Answer to Question #213036 in Functional Analysis for smi

First of all, let us remark that for all "n\\in \\mathbb{N}", "\\mathbb{C}^n" has the topology of "\\mathbb{R}^{2n}" (with the canonical homeomorphism "(z_1,...,z_n)\\to (\\Re z_1, \\Im z_1, ..., \\Re z_n, \\Im z_n)"), so we can just study the case of "\\mathbb{R}^n".

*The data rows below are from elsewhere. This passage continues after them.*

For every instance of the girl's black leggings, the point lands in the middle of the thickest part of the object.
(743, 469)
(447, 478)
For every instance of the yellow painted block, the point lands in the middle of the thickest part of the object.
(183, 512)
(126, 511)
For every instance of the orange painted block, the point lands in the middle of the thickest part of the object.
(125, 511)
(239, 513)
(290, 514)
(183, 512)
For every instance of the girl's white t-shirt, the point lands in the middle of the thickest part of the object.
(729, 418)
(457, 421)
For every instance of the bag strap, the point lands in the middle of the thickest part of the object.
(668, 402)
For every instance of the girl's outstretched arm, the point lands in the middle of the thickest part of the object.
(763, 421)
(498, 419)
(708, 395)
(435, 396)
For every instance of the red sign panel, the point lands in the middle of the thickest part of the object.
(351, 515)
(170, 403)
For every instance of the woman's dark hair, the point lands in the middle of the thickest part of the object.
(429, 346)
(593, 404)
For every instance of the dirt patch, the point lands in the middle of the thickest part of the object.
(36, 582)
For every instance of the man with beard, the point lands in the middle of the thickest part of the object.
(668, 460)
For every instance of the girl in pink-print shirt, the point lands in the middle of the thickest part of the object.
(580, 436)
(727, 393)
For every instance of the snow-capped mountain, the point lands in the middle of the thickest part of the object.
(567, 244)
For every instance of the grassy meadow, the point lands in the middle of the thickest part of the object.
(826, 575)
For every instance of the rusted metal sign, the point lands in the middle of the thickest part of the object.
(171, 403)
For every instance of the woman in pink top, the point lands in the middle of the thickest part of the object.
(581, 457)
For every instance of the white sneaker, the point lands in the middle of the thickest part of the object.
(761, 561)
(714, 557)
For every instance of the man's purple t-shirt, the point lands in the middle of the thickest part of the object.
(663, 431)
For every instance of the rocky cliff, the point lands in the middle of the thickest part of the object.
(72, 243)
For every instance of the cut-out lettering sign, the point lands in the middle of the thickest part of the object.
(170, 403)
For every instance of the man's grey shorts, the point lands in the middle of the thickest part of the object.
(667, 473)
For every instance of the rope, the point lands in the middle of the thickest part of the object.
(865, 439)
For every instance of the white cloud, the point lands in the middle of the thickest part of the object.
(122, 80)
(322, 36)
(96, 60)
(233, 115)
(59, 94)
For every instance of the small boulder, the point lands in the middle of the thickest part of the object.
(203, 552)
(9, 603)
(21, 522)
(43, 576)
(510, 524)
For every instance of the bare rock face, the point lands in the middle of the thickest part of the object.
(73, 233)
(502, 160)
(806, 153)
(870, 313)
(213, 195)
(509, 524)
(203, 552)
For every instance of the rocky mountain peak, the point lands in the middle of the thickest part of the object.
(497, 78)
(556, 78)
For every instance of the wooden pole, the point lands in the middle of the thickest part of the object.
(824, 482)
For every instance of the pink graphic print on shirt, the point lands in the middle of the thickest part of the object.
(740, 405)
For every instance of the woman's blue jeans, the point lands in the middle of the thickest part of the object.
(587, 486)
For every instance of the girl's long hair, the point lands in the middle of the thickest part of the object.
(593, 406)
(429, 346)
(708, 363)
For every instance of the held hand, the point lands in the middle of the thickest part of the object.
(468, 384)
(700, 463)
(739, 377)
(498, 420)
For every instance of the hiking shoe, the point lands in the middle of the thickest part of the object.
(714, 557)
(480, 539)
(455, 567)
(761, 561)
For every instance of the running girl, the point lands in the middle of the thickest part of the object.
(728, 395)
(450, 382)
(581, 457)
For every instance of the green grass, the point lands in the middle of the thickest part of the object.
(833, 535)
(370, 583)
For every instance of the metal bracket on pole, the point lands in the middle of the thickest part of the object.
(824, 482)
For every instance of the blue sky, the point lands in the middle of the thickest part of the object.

Let "x\\in \\mathbb{R}^n", we consider an open neighbourhood "x\\in B(x,1)" (an open ball of radius 1) and we shall prove that the unit cube "C_x =\\{y=(y_1,...,y_n)\\in \\mathbb{R}^n \\;|\\; \\max_{1\\leq i \\leq n} (|y_i-x_i| ) \\leq 1\\}" is compact. First we will remark that "B(x,1)\\subseteq C_x", as "y\\in B(x,1) \\Rightarrow \\sum (y_i-x_i)^2<1". Secondly we remark that a cube "C_x" is a product of "n" closed intervals "C_x=\\prod_{1\\leq i\\leq n} [x_i-1; x_i+1]". Closed bounded intervals are compact (by Bolzano-Weierstrass theorem and the equivalence between sequential compactness and compactness for metric spaces). From this we conclude that "C_x" is compact by using one of the following arguments :

• by Tychonoff's theorem, product of compact spaces is compact,
• as product is finite, we can apply a weaker result - we can just use Bolzano-Weierstrass theorem for each coordinate,
• we could have used a general result that closed bounded subsets of "\\mathbb{R}^n" are compact.

Therefore, "x" admits a compact neighbourhood and thus for all "n\\in \\mathbb{N}", "\\mathbb{R}^n" (and therefore "\\mathbb{C}^n") are locally compact.